LinkedIn's bread and butter is still B2B marketing
Take wealth management firm RBC Wealth Management, for example. The firm has been piloting carousel ads as part of a bigger campaign to promote an Asia-themed package of content, such as an article about what parents need to know before sending a child to study abroad in Asia. The ad also linked to a page where consumers could fill out a form to download a research report about wealth management in Asia, which doubled click-through rates compared to the click-through rate for average LinkedIn ads.
The carousel ads "allowed us to showcase multiple content assets to a global and targeted audience," said Ashley Patterson, director of content and social at RBC Wealth Management. "We were able to optimize as we went."But the site is also courting big brands like Volvo
While LinkedIn still caters to business-to-business marketers, "we see high-consideration B2C marketers doing well because a lot of things they look for in terms of a target audience happens to be on our platform," Shrivastava said.
One example of a high-consideration brand: Cars.
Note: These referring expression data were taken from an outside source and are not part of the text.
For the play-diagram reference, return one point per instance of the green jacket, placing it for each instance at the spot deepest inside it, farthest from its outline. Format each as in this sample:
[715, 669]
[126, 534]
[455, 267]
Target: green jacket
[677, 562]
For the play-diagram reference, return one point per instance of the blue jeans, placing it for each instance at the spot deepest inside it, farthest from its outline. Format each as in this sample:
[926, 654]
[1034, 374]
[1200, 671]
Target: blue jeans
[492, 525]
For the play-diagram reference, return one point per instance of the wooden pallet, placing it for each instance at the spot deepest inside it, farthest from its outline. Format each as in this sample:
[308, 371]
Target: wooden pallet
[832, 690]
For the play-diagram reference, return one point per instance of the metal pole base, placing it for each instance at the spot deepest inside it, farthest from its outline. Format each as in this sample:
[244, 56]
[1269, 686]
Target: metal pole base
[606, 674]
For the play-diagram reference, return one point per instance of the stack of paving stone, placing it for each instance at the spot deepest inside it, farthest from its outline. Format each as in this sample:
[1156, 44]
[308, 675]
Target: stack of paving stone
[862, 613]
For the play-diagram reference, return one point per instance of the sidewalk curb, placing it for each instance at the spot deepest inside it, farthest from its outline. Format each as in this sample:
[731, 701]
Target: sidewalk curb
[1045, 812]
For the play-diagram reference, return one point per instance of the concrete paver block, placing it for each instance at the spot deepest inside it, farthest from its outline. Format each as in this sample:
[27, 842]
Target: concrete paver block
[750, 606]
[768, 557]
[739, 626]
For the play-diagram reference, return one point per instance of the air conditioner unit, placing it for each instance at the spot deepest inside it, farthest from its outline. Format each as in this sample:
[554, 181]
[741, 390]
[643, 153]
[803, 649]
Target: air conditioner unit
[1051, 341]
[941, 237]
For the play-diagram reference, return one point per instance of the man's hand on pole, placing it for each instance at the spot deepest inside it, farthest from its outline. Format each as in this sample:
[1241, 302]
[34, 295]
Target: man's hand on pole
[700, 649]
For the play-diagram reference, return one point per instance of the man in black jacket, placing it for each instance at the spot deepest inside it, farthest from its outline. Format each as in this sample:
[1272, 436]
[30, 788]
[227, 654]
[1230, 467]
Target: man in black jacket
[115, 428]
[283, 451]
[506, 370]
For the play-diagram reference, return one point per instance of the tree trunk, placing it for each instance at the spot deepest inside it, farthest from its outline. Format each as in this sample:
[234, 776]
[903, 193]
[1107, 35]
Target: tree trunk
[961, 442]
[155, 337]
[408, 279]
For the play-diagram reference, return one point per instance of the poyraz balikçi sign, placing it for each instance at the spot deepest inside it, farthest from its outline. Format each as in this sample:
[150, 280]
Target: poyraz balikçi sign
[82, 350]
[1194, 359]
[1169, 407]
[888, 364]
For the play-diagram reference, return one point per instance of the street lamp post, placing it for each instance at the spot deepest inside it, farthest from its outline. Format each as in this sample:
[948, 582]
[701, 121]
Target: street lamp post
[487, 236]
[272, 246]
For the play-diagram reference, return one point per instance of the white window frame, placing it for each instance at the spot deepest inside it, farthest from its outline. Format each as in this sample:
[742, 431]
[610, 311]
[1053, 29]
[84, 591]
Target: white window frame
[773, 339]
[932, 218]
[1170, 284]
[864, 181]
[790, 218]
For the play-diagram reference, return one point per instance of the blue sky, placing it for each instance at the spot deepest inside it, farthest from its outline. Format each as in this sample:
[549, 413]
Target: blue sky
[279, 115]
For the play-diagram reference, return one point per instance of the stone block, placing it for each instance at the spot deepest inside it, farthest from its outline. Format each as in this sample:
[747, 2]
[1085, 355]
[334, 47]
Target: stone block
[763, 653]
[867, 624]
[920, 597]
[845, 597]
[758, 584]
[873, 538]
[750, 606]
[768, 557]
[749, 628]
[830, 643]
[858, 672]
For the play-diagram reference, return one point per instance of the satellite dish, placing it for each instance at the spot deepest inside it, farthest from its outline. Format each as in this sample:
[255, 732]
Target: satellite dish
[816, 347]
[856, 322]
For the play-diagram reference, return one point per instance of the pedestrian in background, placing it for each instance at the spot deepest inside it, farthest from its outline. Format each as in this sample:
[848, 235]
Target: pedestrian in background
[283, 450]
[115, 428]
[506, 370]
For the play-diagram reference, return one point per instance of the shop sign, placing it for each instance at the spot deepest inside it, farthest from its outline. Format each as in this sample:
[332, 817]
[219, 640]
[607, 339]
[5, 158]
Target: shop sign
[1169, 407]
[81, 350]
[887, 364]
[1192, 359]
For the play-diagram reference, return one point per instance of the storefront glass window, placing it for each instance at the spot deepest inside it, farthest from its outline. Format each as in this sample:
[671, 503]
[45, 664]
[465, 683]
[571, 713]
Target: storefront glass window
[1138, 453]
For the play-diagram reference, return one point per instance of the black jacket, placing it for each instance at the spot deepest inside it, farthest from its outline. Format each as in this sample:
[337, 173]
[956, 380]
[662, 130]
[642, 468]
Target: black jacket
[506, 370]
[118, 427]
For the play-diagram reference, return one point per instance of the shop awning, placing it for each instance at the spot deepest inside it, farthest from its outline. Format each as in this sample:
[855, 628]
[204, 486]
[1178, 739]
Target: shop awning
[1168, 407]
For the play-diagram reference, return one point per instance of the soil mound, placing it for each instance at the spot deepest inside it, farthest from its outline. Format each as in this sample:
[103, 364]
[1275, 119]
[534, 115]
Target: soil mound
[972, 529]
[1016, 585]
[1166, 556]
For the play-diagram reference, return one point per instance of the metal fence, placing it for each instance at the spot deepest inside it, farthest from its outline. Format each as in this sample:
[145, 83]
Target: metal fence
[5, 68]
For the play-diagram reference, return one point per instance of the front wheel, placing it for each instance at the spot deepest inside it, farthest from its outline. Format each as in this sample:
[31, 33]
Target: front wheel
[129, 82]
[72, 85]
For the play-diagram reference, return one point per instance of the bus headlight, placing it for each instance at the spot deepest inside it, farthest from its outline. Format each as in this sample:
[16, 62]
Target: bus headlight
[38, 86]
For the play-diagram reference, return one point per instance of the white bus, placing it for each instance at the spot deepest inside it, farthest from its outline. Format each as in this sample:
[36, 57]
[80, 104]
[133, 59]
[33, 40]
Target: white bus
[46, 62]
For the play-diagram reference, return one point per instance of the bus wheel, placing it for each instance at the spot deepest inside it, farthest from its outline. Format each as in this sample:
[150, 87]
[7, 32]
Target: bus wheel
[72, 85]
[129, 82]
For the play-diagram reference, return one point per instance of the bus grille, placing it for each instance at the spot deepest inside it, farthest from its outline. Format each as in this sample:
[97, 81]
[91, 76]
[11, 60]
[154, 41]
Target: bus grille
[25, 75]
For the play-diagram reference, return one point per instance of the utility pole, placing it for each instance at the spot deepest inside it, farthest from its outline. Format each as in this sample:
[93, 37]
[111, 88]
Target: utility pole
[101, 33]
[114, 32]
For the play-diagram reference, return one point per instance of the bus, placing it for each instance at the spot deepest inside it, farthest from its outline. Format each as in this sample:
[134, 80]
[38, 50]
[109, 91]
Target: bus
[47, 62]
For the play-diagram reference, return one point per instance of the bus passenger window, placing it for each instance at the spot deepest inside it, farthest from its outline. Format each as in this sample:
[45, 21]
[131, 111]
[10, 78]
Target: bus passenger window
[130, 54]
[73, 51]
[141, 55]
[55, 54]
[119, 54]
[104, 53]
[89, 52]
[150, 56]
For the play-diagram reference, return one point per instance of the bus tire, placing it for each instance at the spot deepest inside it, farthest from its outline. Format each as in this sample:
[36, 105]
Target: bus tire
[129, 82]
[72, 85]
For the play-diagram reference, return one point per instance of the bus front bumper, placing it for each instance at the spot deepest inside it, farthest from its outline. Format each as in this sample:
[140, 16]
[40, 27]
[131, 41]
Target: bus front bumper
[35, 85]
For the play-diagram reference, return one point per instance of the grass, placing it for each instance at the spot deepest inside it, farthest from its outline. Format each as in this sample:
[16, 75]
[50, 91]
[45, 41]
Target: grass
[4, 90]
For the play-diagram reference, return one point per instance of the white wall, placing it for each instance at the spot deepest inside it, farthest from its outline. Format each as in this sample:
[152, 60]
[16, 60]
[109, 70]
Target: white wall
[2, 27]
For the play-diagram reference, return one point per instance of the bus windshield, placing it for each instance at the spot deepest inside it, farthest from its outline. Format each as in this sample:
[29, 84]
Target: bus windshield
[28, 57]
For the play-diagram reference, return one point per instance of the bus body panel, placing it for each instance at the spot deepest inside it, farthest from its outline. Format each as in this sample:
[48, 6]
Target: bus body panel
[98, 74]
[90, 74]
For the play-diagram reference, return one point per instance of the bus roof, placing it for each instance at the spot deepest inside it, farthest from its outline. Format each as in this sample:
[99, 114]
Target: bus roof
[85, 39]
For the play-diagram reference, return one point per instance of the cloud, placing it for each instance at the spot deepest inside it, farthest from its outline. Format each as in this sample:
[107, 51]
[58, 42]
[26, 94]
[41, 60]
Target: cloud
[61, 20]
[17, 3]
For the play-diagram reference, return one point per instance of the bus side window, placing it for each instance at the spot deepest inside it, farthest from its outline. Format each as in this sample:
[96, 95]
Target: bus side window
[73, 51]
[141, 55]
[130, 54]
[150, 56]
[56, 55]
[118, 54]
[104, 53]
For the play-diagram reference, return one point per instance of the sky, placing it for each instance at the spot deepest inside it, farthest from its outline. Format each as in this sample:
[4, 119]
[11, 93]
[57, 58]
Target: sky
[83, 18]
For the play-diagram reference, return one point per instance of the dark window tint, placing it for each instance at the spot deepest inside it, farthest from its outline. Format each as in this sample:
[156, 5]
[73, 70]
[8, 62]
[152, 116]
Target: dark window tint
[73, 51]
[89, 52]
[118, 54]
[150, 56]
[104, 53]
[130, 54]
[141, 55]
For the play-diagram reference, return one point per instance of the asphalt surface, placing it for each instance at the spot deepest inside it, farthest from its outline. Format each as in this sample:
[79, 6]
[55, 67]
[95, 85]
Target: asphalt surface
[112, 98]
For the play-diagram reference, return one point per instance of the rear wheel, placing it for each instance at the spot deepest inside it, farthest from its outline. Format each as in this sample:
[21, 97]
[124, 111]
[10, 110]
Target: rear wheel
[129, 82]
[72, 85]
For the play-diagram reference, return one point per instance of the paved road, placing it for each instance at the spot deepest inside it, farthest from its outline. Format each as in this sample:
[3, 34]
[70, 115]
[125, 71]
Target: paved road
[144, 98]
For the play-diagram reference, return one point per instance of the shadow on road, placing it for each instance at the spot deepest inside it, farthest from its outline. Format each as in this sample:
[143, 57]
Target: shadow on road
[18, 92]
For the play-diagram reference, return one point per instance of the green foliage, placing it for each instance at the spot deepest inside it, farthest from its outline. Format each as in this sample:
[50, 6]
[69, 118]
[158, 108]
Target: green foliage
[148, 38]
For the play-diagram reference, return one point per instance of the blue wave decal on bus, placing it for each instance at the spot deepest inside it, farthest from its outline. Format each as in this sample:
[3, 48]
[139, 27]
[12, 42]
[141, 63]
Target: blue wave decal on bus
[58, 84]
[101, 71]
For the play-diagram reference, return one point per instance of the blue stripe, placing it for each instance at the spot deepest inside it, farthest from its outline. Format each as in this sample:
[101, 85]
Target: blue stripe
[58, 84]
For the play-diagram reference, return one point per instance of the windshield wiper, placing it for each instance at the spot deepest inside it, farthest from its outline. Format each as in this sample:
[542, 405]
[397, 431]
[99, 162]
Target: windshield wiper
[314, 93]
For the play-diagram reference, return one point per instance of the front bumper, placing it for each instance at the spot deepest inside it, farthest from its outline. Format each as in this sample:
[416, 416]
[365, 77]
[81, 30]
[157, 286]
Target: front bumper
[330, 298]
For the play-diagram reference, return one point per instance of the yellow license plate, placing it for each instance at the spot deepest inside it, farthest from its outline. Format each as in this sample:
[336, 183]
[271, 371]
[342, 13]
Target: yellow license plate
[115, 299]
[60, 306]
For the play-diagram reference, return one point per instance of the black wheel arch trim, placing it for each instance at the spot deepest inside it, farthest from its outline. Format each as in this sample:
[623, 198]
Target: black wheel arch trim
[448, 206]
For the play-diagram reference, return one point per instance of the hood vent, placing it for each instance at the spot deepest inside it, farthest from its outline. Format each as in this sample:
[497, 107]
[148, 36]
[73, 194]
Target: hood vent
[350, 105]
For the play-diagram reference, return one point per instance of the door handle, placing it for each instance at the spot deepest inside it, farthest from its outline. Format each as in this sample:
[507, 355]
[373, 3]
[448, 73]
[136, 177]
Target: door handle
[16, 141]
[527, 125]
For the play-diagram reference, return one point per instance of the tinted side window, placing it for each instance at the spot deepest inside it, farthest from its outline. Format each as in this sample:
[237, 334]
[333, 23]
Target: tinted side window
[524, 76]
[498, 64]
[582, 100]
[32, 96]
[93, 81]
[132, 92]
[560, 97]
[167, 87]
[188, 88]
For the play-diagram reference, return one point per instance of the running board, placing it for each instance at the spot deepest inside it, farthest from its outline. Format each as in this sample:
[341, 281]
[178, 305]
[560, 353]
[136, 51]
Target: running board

People often spend months researching and visiting dealers before they settle on a new car. Plus, automakers are one of the top-spending advertising verticals.
So, Volvo Canada decided to target its ads to people based on the seniority of their job position. "It gives us a way to get an indicator of income, which is a great advantage," said Kerry Mitchell, president of m/SIX Canada, Volvo's agency.
More than a job portal
LinkedIn might not be a full-blown news platform that can compete with Facebook and Google's size but internal data from the company suggests that people are reading more general news on the site.
Here are the top 5 general interest headlines from LinkedIn between May 1 and June 7:
- Infographic: A world of languages
- Nine phrases smart people never use in conversation
- What if everyone in the world lived on the same street?
- Meghan Markle will get a fancy new title when she marries Prince Harry-but it's so weird that she'll never use it
- Dramatic new video of Air Canada near miss at SFO
Video is another way that LinkedIn is gunning for more attention as an advertising and publishing platform. Since April, brands and users can upload clips to their pages and accounts and then promote them with ads using LinkedIn's targeting tools.
According to Shrivastava, video is LinkedIn's "fastest-growing ad format" and averages a view-through rate of 30 percent, which measures how many people stop to watch a video as they scroll through the newsfeed. Videos also average three times the number of engagements than text posts.
Like Facebook, Instagram and Twitter, video also lives within LinkedIn's newsfeed that automatically plays clips as users scroll, which Shrivastava hinted will be a big part of LinkedIn's products in the future.
"The feed experience that was launched in the last couple of years for us has been a game-changer in terms of changing the value proposition for our members and giving them the content to succeed on a daily basis," he said.